Are you using Lightning Source to print your books? If so, Amazon would like to make you a pleasant little offer: switch to BookSurge (with a resulting decrease in quality and increase in costs) or Amazon will stop selling your books. Restaurant owners would find this sort of offer quite familiar.
We don’t print our books on demand, but this story feels like history repeating itself. After several years as a special order customer on an equal footing with any bookstore, Amazon stopped selling our books over 5 years ago when we wouldn’t agree to their demand for better terms and monthly fees. Now a new group of publishers is being squeezed by Amazon, and they’ll have to decide whether to pay up.
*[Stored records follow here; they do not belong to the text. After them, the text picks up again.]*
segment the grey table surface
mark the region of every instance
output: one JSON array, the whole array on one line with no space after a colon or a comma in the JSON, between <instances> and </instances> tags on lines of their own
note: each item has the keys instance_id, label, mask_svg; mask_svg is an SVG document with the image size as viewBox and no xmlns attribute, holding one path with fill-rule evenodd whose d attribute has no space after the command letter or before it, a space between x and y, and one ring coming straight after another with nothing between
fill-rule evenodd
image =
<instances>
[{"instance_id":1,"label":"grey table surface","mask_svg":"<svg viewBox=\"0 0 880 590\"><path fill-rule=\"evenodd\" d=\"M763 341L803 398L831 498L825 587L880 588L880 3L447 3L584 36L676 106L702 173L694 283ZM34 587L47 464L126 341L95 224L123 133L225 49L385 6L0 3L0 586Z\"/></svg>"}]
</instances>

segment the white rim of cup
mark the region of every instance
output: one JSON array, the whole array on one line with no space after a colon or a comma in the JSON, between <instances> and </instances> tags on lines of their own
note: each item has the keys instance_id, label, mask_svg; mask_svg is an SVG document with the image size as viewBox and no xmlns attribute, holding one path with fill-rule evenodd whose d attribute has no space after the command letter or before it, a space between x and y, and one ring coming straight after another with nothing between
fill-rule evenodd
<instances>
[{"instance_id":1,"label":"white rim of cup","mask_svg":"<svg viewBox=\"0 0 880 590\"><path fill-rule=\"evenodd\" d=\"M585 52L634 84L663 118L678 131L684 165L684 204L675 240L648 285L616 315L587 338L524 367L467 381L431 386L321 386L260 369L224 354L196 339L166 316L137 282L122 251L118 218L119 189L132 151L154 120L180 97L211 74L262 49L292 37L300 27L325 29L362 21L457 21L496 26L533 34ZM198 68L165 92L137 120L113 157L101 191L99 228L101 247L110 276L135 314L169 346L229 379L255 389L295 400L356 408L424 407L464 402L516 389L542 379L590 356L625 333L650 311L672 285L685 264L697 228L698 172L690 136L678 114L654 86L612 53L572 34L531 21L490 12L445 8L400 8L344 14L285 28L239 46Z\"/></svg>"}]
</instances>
The common business logic for publishers has been to offer better terms to the biggest customers, whether that’s chain stores, distributors, or Amazon. As the chains prospered and the independent bookstores closed, publishers failed to see that their discriminatory pricing was inevitably leading to a consolidation in their customer base. Worse, they failed to see that consolidation in their customer base put them at far greater risk when their remaining large customers demanded steeper discounts, or went bankrupt, or decided to become the publishers’ supplier as well. The publishers helped create the current power relationship that now allows a bookseller to demand control over who publishers contract with to print their books. Insisting that small customers be treated on the same terms as large customers requires placing long-term interests over short-term fears, but it could prevent further confusion in the power relationship that should rightfully place publishers on top.